Recording of January 1992: The Commitments

THE COMMITMENTS: Original Soundtrack
MCA MCAD-10286 (CD only). Paul Bushnell, Kevin Killen, Alan Parker, prods.; Kevin Killen, eng. AAD. TT: 46:54.

1991 was the Year Of The Soul: James Brown's epic Star Time! box set, the monumental nine-CD Stax/Volt singles box, Rhino's Didn't I Blow Your Mind This Time? series of super-bad '70s blaxploration, Atlantic's CD reissues of complete Stax/Volt albums, and finally the release of the movie/soundtrack, The Commitments (footnote 1). If you haven't seen the movie yet, SEE IT! It's loud, ballsy, and probably the truest film about the absurdities of putting (and keeping) a band together yet (footnote 2); one of the most enjoyable movies I've seen in a long time.

Amazingly, the soundtrack is just as cool. I say "amazing" for several reasons: first, I'm no great fan of movie soundtracks, most of which seem to lose much of the oomph of the film without the accompanying footage, especially when the songs are classics remade for the movie, as they are here. Second, the kind of soul music that drives The Commitments has historically been squeezed through an Aphex De-Souler whenever it's been redone—I don't care how broke the guy was after he got out of jail, man, I don't even care that he drummed behind Jimi on Band Of Gypsies, either; may Buddy Miles fry in hell for a thousand millennia for fronting the California Raisins.

No, the Commitments are for real. Think it amazing that a major studio made a movie about a bunch of poor Irish kids who put together a soul revue without starring McCauley Culkin? The soundtrack's doubly amazing; not only is the music played with the proper reverence for the original tracks, but the kid they got to sing lead is impossibly great! Sixteen years old at the time of the recording and uncannily resembling the early Joe Cocker in physical and vocal style, Andrew Strong is far and away the best young soul singer, white or black, I've seen in a long time; toad-boys like Simply Red's Mick Hucknall and Paul Young can't carry Strong's do-rag.
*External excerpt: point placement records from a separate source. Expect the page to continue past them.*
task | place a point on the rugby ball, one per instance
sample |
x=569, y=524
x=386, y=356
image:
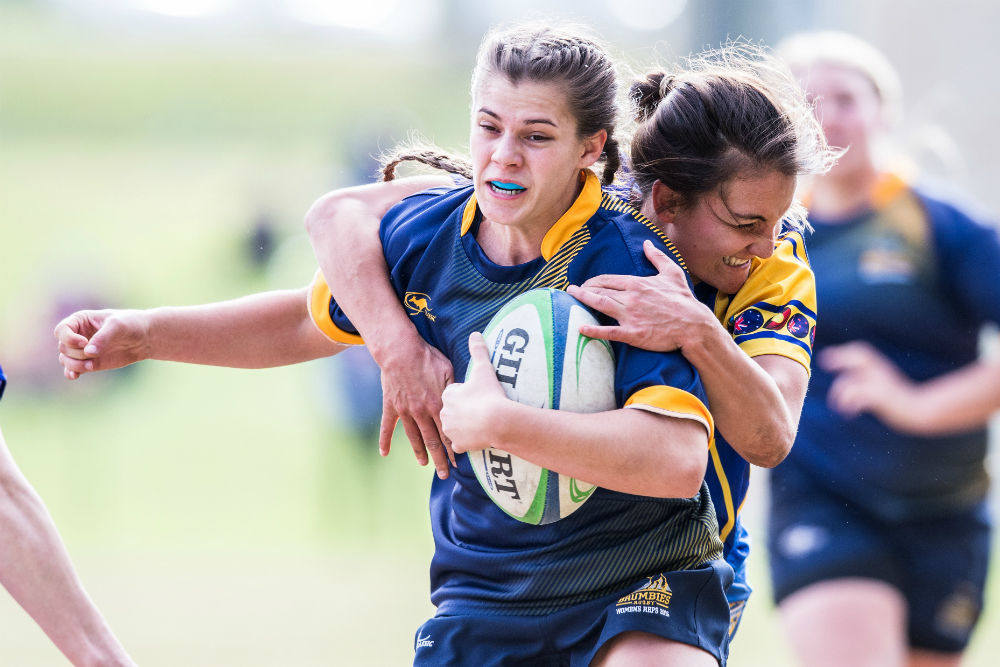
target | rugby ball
x=541, y=360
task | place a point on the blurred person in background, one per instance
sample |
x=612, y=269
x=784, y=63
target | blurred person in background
x=879, y=534
x=36, y=570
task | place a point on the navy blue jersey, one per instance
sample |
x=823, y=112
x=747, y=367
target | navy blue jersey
x=774, y=312
x=485, y=561
x=916, y=278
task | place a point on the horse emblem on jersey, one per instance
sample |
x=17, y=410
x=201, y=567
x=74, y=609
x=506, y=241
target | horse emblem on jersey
x=418, y=302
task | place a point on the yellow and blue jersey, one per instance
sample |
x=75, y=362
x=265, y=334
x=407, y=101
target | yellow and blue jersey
x=774, y=312
x=915, y=277
x=486, y=562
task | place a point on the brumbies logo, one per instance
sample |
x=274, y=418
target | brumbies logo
x=418, y=302
x=747, y=321
x=652, y=598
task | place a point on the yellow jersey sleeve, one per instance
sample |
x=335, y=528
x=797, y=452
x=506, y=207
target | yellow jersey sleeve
x=775, y=310
x=673, y=402
x=320, y=304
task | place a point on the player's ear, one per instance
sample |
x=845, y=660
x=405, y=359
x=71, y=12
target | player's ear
x=666, y=202
x=593, y=146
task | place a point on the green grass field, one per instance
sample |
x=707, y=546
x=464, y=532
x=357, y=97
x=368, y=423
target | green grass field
x=218, y=517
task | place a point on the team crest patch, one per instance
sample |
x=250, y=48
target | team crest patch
x=798, y=325
x=652, y=598
x=748, y=321
x=777, y=323
x=418, y=302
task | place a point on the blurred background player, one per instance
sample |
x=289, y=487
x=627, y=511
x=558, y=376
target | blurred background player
x=879, y=533
x=36, y=570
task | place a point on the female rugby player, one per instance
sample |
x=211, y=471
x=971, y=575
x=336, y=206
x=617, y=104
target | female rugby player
x=714, y=164
x=507, y=592
x=879, y=535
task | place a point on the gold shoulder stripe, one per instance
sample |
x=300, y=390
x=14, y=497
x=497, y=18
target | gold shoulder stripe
x=319, y=312
x=673, y=402
x=612, y=203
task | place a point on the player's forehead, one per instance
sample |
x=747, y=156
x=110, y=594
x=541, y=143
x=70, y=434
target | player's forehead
x=523, y=102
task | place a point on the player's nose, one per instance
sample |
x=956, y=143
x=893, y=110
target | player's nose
x=506, y=151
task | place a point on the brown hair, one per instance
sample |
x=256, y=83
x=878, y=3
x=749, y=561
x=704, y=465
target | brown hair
x=728, y=111
x=565, y=56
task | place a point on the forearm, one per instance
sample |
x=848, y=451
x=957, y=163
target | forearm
x=36, y=570
x=258, y=331
x=343, y=227
x=627, y=450
x=962, y=400
x=749, y=407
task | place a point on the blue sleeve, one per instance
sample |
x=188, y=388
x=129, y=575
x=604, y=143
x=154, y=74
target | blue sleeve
x=660, y=382
x=405, y=231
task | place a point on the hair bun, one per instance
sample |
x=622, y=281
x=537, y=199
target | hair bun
x=647, y=93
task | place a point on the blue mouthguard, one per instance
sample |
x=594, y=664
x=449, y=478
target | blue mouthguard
x=507, y=186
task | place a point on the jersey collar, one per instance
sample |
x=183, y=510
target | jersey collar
x=582, y=210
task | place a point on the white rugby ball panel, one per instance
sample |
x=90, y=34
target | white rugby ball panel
x=588, y=377
x=542, y=360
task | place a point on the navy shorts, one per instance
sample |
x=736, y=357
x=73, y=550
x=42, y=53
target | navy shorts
x=687, y=606
x=739, y=591
x=938, y=564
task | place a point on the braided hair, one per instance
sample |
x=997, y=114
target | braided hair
x=540, y=53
Strong shines on every track he sings, but especially kicks butt on the Reverend Al Green's "Take Me To The River," Wilson Pickett's "Mustang Sally," and the disc's strongest cut, the best-ever remake of Otis's "Try A Little Tenderness."

While Strong has more than enough authority to steer these towering songs, it's when the other vocalists take over the lead that you're reminded that this is supposed to be a band of kids. Backup vocalist Maria Doyle (real-life singer for alternative band Hothouse Flowers) is a babe through and through, but she really doesn't have the soul to cover Aretha's "Chain Of Fools" and "I Never Loved A Man," although the latter did make my tongue swell in the darkened theater. And although the music's killer, Robert Arkin (who plays the band's manager) turns in a pretty lame caricature of Roy Head on "Treat Her Right." These criticisms are minor, though; the music on this disc is cool man cool from start to finish, and only a pathetic soul purist like me would ever have the nerve to complain about such details. I'm ashamed of myself, I am.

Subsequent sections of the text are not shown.